I'm sure many were wondering what the end result ended up being in the Margaret Garner case. I researched and found that Margaret and her husband were taken into custody and tried in what became one of the longest fugitive slave trials in history. "During the two week trial, abolitionist and lawyer, John Jolliffe, argued that Margaret’s trips to free territory in Cincinnati entitled her and her children to freedom. Although Jolliffe provided compelling arguments, the judge denied the Garners’ plea for freedom and returned them to Gaines. In a bid to gain freedom for Margaret and her children, Jolliffe convinced officials to arrest Margaret on the charge of murdering her daughter. Joliffe surmised that with a murder trail, Margaret would have another chance for freedom. Gaines caught on to Jolliffe’s plan and relocated the Garners to several different plantations before finally selling them to his brother in Arkansas. As a result, federal marshals were not able to serve Margaret with an arrest warrant and she never received a second trial.

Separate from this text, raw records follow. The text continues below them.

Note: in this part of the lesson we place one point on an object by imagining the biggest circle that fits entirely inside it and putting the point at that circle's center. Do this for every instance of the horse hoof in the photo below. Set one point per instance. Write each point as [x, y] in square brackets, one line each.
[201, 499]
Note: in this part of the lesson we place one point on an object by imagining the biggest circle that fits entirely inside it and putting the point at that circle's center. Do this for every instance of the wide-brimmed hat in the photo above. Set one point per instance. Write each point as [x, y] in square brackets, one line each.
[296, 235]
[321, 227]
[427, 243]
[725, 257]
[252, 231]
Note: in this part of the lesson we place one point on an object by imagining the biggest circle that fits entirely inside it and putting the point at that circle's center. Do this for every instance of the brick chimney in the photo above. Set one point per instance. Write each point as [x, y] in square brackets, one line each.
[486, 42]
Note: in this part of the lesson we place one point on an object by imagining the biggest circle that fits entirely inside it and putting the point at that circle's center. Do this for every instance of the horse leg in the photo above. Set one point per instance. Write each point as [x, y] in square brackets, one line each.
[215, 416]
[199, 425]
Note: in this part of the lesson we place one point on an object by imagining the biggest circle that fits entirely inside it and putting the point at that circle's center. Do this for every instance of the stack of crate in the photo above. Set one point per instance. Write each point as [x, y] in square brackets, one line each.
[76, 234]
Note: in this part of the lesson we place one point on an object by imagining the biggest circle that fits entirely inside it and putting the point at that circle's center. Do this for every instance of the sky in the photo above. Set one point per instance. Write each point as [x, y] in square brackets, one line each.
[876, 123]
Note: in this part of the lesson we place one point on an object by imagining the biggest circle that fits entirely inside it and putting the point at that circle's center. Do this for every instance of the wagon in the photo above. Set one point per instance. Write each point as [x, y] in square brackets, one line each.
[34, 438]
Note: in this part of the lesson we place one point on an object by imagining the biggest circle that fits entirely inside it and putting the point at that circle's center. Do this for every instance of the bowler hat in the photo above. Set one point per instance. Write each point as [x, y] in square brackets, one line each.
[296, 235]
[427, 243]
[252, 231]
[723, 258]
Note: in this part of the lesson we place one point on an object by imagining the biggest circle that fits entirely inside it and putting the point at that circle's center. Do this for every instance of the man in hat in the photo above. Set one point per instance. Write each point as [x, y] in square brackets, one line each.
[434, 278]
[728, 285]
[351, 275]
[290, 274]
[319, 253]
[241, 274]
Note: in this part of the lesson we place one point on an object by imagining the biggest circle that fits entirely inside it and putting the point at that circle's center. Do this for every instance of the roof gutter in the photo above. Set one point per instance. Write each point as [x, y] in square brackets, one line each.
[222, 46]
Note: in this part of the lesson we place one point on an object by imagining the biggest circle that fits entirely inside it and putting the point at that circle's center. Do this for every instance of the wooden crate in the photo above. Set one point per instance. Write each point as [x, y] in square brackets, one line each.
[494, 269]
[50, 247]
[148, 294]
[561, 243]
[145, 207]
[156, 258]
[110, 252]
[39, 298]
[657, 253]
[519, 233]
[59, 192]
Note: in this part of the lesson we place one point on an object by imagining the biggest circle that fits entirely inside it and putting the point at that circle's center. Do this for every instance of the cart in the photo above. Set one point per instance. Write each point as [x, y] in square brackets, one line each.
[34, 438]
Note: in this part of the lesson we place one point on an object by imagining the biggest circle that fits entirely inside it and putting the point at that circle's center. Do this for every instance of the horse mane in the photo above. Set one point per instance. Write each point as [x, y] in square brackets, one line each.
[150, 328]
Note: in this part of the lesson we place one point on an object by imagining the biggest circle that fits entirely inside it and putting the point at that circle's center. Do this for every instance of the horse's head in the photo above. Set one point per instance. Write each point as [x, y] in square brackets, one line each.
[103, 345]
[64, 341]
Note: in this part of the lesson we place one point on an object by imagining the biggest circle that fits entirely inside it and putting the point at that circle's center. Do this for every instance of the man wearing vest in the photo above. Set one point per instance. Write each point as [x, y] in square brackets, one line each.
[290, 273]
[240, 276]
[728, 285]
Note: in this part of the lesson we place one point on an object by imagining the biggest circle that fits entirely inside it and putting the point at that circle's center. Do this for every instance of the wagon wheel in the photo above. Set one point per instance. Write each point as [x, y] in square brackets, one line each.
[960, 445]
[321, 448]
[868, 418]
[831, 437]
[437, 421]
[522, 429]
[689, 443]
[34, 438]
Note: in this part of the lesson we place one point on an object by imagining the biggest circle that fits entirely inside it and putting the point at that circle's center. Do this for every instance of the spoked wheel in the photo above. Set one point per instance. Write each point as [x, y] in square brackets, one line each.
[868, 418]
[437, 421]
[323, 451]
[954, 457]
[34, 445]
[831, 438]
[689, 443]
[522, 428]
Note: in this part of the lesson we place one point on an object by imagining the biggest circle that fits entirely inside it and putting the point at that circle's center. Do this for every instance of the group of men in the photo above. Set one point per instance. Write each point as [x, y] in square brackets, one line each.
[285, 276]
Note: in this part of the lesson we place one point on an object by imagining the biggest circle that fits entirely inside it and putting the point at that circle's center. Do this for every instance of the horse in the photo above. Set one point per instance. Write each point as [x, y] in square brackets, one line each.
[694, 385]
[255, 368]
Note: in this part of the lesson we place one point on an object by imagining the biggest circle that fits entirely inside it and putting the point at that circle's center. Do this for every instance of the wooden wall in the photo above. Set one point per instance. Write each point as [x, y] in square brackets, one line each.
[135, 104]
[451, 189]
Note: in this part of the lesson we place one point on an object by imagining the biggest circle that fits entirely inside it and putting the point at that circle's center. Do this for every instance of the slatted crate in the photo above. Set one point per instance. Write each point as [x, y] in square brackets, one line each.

Margaret Garner died in 1858 from a typhoid epidemic."
Steven Weisenburger, Modern Madea: A Family Story of Slavery and Child-Murder from the Old South. New York: Hill and Wang, 1998; Weisenburger, Steven, “A Historical Margaret Garner,” http://www.motopera.org/mg_ed/educational/HS_HistoricalMGarner.html (accessed November 25, 2007).
Margaret's willingness to go to jail rather than to return back to her owners shows us again how desperate she was to escape the horrors of slavery. In the novel Morrison made plain to us the many absurdities that took place during slavery. Because of this we can empathize with Sethe and try not to judge her actions. She did what she felt was best for her and her children She did not want them to undergo the torture that she witnessed and experienced, and attempted to provide a better alternative; which was death.